Сади ждал теперь возле двухэтажного дома с освещенными подъездами где–то в квартале «Разбивателей фисташек».

«Да любят ли они друг друга?», — от нечего делать подумал сын и решил, пока мать торгуется, вспомнить все, что знал о своих родителях.

Кто–то стоял и смотрел на Сади из–за угла дома — он это сразу заметил, как только подошли сюда с матерью. Человек явно не прятался, а, наоборот, стоял так, чтобы его видели, но не полностью вышел, ибо оставлял для себя возможность в случае надобности быстро скрыться. Поведение человека явно заинтересовало Сади, и он уже не думал о любви матери и отца, только мелькнуло: «Ведь права была, опасно одной…»

Сади, видимо, тоже заинтересовал человека, он вышел к освещенному подъезду — это оказался мальчик одного с Сади возраста, наверное, тоже десятиклассник, и потому Сади успокоился, ободренный таким родством.

— Нет у меня ни спичек, ни сигарет, — как–то само собой вырвалось у Сади.

Мальчик подошел и выразительно глянул на Сади, оценивая и сказав тихо: «Хорошо», вернулся на свое место в углу.

«Как он меня раздражает, — подумал Сади, — не люблю, когда смотрят в упор».

Мать вошла в средний подъезд, и он еще успел заметить, как тяжело она поднималась на второй этаж. Чтобы скрыться с глаз мальчика, он зашел в подъезд, повернулся и чуть было не столкнулся с возбужденным, со сверкающими глазами знакомым лицом. Это была Массис.

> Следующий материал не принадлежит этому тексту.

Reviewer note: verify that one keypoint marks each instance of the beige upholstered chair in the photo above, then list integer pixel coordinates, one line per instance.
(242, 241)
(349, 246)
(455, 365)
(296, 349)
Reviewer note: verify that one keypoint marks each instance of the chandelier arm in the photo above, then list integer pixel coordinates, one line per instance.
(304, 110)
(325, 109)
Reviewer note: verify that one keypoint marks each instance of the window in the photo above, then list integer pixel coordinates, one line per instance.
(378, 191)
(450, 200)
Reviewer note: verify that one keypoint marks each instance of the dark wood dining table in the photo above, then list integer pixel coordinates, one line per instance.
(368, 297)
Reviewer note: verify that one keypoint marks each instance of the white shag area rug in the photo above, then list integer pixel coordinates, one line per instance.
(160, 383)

Сразу узнал ее, будто ждал и думал о ней, все от нервного напряжения.

— Европеец? — закричала Массис, удивившись и обрадовавшись. — Как ты? Что ты в нашем подъезде? — И тоже вся напряглась, желая угадать и даже в волнении взяла его за руку. — Ну, здравствуй…

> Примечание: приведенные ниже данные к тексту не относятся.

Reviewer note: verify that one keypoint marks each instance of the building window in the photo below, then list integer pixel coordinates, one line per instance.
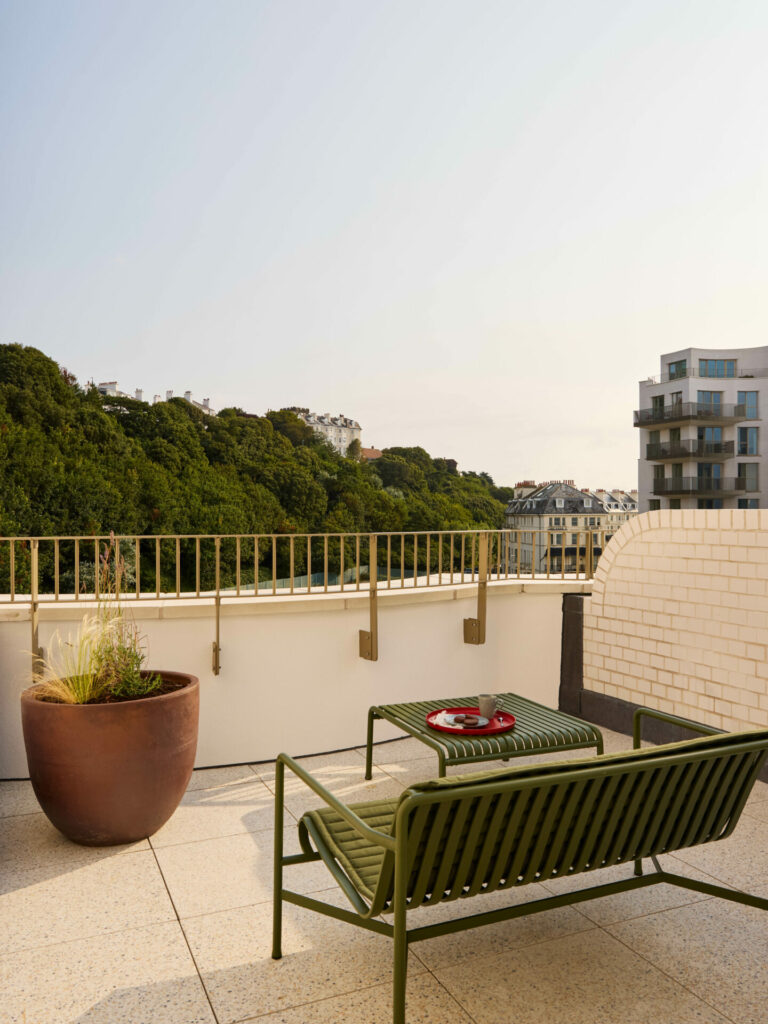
(711, 400)
(748, 440)
(748, 475)
(717, 368)
(750, 400)
(710, 439)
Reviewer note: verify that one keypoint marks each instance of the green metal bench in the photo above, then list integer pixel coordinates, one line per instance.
(452, 839)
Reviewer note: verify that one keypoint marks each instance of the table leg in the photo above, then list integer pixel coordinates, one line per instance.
(370, 742)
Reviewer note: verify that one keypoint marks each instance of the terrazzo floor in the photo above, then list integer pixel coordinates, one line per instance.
(176, 930)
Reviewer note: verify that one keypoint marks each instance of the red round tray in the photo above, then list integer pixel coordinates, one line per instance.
(507, 722)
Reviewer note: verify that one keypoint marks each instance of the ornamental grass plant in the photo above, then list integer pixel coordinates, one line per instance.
(103, 662)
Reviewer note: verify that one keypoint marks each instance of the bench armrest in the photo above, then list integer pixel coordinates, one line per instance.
(372, 835)
(686, 723)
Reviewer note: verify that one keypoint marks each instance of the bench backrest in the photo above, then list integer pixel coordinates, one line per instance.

— Здравствуй… Жду я… А ты как?

— Любимую? — спросила Массис как будто с иронией.

— Ага, — кивнул Сади неуклюже.

— В этом подъезде только я одна… любимая. — Что–то в ней было такое странное, вся она как будто светилась.

— Ты что, лицо помазала чем–то… Я мать жду, сказала: «Зайду на минуту к знакомой». Ты ведь знаешь женщин, как встретятся, так…

— Как же, эту породу хорошо знаю… Я сразу поняла, что обманываешь. Я бы прямо упала со смеху, если бы увидела тебя с девушкой…

— Это почему же? — обиделся Сади. — «Зайду, — сказала, — на минуту…»

— А ты не волнуйся. Хочешь, я побуду с тобой за компанию? — Массис вывела его за руку из подъезда.

«Но почему она вся будто светится?» — не понимал Сади.

— Да ты умрешь, ты бы в жизни не ждал у подъезда… Скорее она бы тебя ждала, — сказала Массис и как будто смутилась. — Да ничем я не мазалась, посмотри. — И она прижала его ладонь к лицу. — Что я, старуха?

Сади не заметил, как тот мальчик приблизился к ним, Массис каким–то чутьем это почувствовала и сказала, не оборачиваясь:

— Да не ходи ты за мной… Это Азим, — объяснила Массис Сади. — Не бойся, он добрый и не дерется. Один раз на пляже я его ласкала, ну, гладила, он как овчарка добрый. Тогда он расплакался. А мне противно стало…

Сади было странно все это слышать — он оглянулся и увидел, что Азим опять вернулся к своему углу.

А они прошли к концу переулка и повернули обратно, в это время и женщины вышли к подъезду.

— Ну, что вам так не терпится — день раньше, день позже, — холодным, укоряющим тоном говорила Каражан матери.

— Мама, — сказала Массис и, поняв все, внимательно посмотрела на Сади. — Странно, как же они?.. — И пошла, а Сади остался стоять сконфуженный.

— Массис, с кем ты там? — спросила Каражан.

— С Сади…

— С Сади? — переспросила мать. — Это мой сын, Каражан… Дети наши познакомились, как хорошо. Всего доброго, Каражан, до встречи послезавтра…

Не успели Каражан и Массис подняться к себе на этаж, как мать дала волю своему раздражению:

— Сколько спеси, боже мой! Черная вся, черная! Ты слышал, как она со мной разговаривала?!

— Купила? — спросил, чтобы поддержать разговор, Сади.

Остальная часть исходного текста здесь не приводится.